En la calle Coso, a la altura del número 110, hay otro local cuya fachada está protegida y que ha sido repintada por sus actuales inquilinos, que son una cadena de papelerías. Allí estaba antes Casa Ortega, con un escaparate realizado a comienzos de 1915, destinado a ensalzar los productos de ultramarinos que se ofrecían en su interior. Hoy el establecimiento está irreconocible por fuera y a ningún paseante le saltará a la vista como uno de los lugares con más solera y memoria de la ciudad.

Fachada protegida de la mítica libreria Libros.

Fachada protegida de la mítica libreria Libros. / Miguel Ángel Gracia / MIGUEL ANGEL GRACIA

Estos ejemplos de negligencia se repiten en otras decenas de inmuebles, tanto en la calle Alfonso como con el Gran Café Niké desaparecido tras la reforma de número 16 de la calle Manifestación. En el momento de la catalogación la fachada todavía reflejaba su esencia de la primera década de 1900. El espacio en origen estaba destinado a venta de tejidos y fue convertido en la década de los años 80 en café, como heredero del mítico espacio de tertulias en la gusanera zaragozana de la calle Cinco de Marzo.

«No hay ni orden ni concierto en la conservación. La calle Alfonso máximo exponente del comercio tradicional está perdiendo a pasos agigantados su personalidad porque ya prácticamente no le quedan sino una pocas tiendas tradicionales contadas con los dedos de una mano.
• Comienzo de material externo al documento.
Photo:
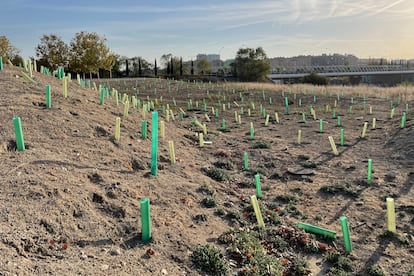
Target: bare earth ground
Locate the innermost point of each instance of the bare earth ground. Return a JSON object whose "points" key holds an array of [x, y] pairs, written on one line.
{"points": [[70, 201]]}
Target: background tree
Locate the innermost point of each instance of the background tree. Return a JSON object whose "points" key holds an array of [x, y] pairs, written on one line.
{"points": [[251, 64], [203, 67], [89, 53], [108, 63], [165, 60], [52, 52], [7, 50]]}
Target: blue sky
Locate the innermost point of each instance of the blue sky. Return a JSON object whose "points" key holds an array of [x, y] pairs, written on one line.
{"points": [[368, 28]]}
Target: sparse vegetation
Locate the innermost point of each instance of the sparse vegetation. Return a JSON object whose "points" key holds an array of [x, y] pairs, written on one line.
{"points": [[217, 174], [374, 270], [339, 189]]}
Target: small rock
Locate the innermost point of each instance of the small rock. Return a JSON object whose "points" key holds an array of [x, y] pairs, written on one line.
{"points": [[115, 252]]}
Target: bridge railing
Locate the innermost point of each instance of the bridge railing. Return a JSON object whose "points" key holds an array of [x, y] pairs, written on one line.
{"points": [[339, 68]]}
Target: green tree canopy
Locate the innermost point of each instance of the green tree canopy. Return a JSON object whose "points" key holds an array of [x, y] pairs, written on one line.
{"points": [[89, 53], [52, 52], [251, 64], [7, 50], [203, 67]]}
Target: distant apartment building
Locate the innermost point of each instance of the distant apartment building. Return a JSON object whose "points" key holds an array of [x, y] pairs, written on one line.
{"points": [[208, 57]]}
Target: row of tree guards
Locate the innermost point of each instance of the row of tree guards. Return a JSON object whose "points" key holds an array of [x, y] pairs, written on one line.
{"points": [[145, 208]]}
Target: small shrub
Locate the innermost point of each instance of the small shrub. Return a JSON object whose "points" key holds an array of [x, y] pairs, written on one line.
{"points": [[200, 218], [210, 260], [217, 174], [339, 262], [209, 202], [339, 189], [374, 270], [220, 212], [309, 165], [206, 190], [291, 199], [300, 266]]}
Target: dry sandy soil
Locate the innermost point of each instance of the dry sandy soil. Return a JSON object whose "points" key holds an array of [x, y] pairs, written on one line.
{"points": [[70, 203]]}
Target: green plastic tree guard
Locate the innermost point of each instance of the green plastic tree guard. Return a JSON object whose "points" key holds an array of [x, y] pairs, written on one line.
{"points": [[316, 229], [48, 96], [345, 233], [258, 187]]}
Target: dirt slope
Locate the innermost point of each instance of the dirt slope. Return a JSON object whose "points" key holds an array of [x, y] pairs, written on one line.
{"points": [[70, 203]]}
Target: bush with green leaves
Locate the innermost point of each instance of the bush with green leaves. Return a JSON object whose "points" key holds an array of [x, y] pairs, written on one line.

Y no digamos de los soportales de las casas y de las tiendas con sus anuncios de plástico de colorines chirriones y baratijas a gogó», lamenta la presidenta de Apudepa, Belén Boloqui.

Más allá de las viejas tiendas centenarias, con sus cambios de propietarios, aperturas y cierres resignados, desde la entidad de conservación también alertan del peligro de desaparición de los grandes portalones de los edificios del centro, ejemplos de otro tipo de patrimonio cultural que forma parte de la esencia de una población. «No hay contención sino un todo vale para el actual equipo de gobierno, sin embargo debería de aplicar una política activa de impulso a la conservación de todos los elementos que son identitarios con la evolución comercial de la ciudad», alertan. Estos cambios se han visto en muchos de los edificios intervenidos en los últimos años, con una protección para las fachadas pero un abandono general del resto de características constructivas que los hace especiales.
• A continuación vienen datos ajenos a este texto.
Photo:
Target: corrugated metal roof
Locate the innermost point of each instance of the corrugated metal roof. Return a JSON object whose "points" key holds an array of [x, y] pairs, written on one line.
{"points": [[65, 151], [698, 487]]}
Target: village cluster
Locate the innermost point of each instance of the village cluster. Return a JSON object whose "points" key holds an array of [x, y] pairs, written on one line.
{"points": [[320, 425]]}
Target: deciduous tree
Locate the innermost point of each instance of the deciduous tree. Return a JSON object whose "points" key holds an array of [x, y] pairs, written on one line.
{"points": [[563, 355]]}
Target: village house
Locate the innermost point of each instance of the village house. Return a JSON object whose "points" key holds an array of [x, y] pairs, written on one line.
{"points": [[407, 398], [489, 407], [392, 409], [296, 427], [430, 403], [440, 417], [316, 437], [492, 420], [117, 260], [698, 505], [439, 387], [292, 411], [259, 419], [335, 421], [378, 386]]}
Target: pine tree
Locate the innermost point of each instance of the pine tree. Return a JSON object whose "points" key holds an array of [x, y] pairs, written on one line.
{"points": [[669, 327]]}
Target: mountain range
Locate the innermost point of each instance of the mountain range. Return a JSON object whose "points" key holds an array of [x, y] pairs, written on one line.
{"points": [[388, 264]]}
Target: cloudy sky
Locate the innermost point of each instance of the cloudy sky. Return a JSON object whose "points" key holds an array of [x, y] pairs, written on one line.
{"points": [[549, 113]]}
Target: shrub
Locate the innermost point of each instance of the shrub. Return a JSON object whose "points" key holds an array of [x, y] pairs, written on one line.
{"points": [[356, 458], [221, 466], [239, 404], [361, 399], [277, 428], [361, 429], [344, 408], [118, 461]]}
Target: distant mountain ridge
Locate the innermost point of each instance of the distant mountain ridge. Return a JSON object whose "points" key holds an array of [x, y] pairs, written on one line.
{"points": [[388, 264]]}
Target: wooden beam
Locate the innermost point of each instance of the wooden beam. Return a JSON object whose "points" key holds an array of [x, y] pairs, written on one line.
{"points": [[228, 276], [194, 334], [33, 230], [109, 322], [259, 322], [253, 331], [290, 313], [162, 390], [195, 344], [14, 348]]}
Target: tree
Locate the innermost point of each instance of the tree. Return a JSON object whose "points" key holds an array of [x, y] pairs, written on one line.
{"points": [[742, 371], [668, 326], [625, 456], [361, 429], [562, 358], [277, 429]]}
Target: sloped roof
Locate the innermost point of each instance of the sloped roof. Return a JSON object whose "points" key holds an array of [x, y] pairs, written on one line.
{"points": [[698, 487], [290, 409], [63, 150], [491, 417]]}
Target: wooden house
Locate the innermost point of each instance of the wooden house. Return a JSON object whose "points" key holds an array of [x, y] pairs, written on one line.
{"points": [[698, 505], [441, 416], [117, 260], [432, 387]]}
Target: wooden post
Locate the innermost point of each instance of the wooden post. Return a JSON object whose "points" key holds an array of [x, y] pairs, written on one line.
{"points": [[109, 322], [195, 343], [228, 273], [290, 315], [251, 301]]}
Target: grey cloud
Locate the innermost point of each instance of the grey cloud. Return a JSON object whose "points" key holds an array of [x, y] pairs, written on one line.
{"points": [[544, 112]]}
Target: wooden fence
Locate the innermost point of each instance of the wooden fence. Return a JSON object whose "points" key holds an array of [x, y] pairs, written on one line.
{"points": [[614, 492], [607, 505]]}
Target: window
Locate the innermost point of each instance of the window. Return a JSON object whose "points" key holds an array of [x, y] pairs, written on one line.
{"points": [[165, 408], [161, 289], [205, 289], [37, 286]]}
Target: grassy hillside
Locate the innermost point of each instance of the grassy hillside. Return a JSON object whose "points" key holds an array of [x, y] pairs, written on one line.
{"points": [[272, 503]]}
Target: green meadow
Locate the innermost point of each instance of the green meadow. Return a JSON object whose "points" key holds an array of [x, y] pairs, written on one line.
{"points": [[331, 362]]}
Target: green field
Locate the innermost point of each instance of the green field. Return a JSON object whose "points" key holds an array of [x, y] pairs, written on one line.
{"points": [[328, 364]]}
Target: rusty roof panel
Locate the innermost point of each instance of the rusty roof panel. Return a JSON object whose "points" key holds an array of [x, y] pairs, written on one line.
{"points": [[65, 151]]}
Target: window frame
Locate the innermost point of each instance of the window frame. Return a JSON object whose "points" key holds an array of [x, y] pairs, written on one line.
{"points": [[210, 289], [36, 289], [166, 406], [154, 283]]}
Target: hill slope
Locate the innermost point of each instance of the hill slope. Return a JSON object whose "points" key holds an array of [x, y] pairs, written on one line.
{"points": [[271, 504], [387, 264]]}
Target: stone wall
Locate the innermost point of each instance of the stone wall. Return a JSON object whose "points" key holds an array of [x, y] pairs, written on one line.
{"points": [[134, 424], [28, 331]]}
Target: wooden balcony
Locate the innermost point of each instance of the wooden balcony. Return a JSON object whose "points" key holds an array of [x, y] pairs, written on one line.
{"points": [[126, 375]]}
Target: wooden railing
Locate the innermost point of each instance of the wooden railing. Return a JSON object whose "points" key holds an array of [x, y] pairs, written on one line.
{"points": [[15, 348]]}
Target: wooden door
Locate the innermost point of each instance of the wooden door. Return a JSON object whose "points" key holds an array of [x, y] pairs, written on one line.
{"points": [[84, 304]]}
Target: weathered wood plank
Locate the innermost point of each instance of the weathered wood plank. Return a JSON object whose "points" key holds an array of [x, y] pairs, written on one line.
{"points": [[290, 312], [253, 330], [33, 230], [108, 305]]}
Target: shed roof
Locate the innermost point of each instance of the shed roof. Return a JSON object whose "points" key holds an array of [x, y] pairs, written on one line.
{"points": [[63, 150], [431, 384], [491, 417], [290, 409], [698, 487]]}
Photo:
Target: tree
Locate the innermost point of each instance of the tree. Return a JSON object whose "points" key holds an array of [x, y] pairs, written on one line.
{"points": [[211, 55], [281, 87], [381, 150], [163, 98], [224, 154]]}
«No nos valen los catálogos obsoletos en contenido y criterios de conservación, ni tampoco aquellos catálogos de tapadera que se cambian y desdibujan a conveniencia del partido de turno que gobierne», alertan.

Oportunidad perdida

Y en este sentido recuerdan por ejemplo la oportunidad perdida que supuso la destrucción de Averly cuando sus talleres podría ser «un excelente escaparate de la industrialización en Zaragoza» durante los últimos doscientos años. «¿Por qué no se está llevando a cabo el museo a pesar de que el edificio está protegido como bien catalogado y también están catalogadas más de 150 piezas industriales de la propia metalúrgica?», expresan desde la entidad.

Las entidades piden recuperar la sensibilidad a la hora de diseñar el entorno urbano. «La educación es clave para reconocer y, en consecuencia, defender los valores inherentes a la evolución de la ciudad», inciden en una semana en la que han visto como el propio Gobierno de Aragón se ha desentendido de la catalogación de un edificio singular como es el viejo edificio de Correos del Portillo.

Volviendo a los locales comerciales, destacan por su buena conservación aquellos que han pasado a manos públicas, como es el caso de los bajos de la plaza de España reconvertidos en espacios de la Diputación Provincial de Zaragoza. O la antigua Casa Fortea, que hoy es sede del servicio de Cultura del Ayuntamiento de Zaragoza, y que forma parte del conjunto histórico de plaza San Felipe.